Re: [PATCH 03/13] mm: shmem: provide oom badness for shmem files

From: Christian König
Date: Mon Jun 13 2022 - 10:46:47 EST


Am 13.06.22 um 09:45 schrieb Michal Hocko:
On Sat 11-06-22 10:06:18, Christian König wrote:
Am 10.06.22 um 16:16 schrieb Michal Hocko:
[...]
I could of course add something to struct page to track which memcg (or
process) it was charged against, but extending struct page is most likely a
no-go.
Struct page already maintains is memcg. The one which has charged it and
it will stay constatnt throughout of the allocation lifetime (cgroup v1
has a concept of the charge migration but this hasn't been adopted in
v2).

We have a concept of active_memcg which allows to charge against a
different memcg than the allocating context. From your example above I
do not think this is really usable for the described usecase as the X is
not aware where the request comes from?

Well X/Wayland is aware, but not the underlying kernel drivers.

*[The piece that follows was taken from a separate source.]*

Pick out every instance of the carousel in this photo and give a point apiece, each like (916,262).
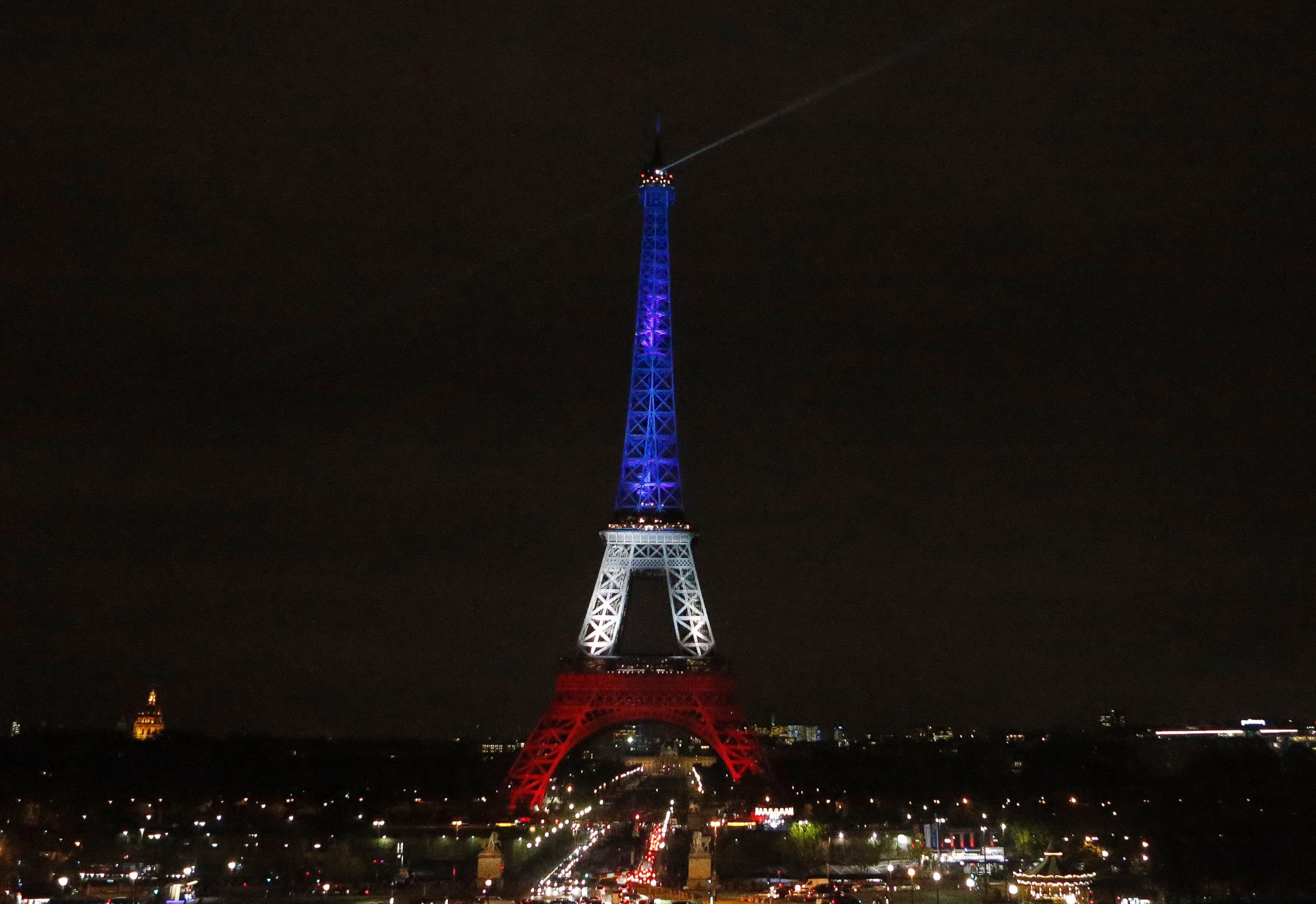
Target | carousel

When X/Wayland would want to forward this information to the kernel we would need to extend the existing UAPI quite a bit. And that of course doesn't help us at all with existing desktops.

Alternative I could try to track the "owner" of a buffer (e.g. a shmem
file), but then it can happen that one processes creates the object and
another one is writing to it and actually allocating the memory.
If you can enforce that the owner is really responsible for the
allocation then all should be fine. That would require MAP_POPULATE like
semantic and I suspect this is not really feasible with the existing
userspace. It would be certainly hard to enforce for bad players.

I've tried this today and the result was: "BUG: Bad rss-counter state mm:000000008751d9ff type:MM_FILEPAGES val:-571286".

The problem is once more that files are not informed when the process clones. So what happened is that somebody called fork() with an mm_struct I've accounted my pages to. The result is just that we messed up the rss_stats and  the the "BUG..." above.

The key difference between normal allocated pages and the resources here is just that we are not bound to an mm_struct in any way.

I could just potentially add a dummy VMA to the mm_struct, but to be honest I think that this would just be an absolutely hack.

So I'm running out of ideas how to fix this, except for adding this per file oom badness like I proposed.

Regards,
Christian.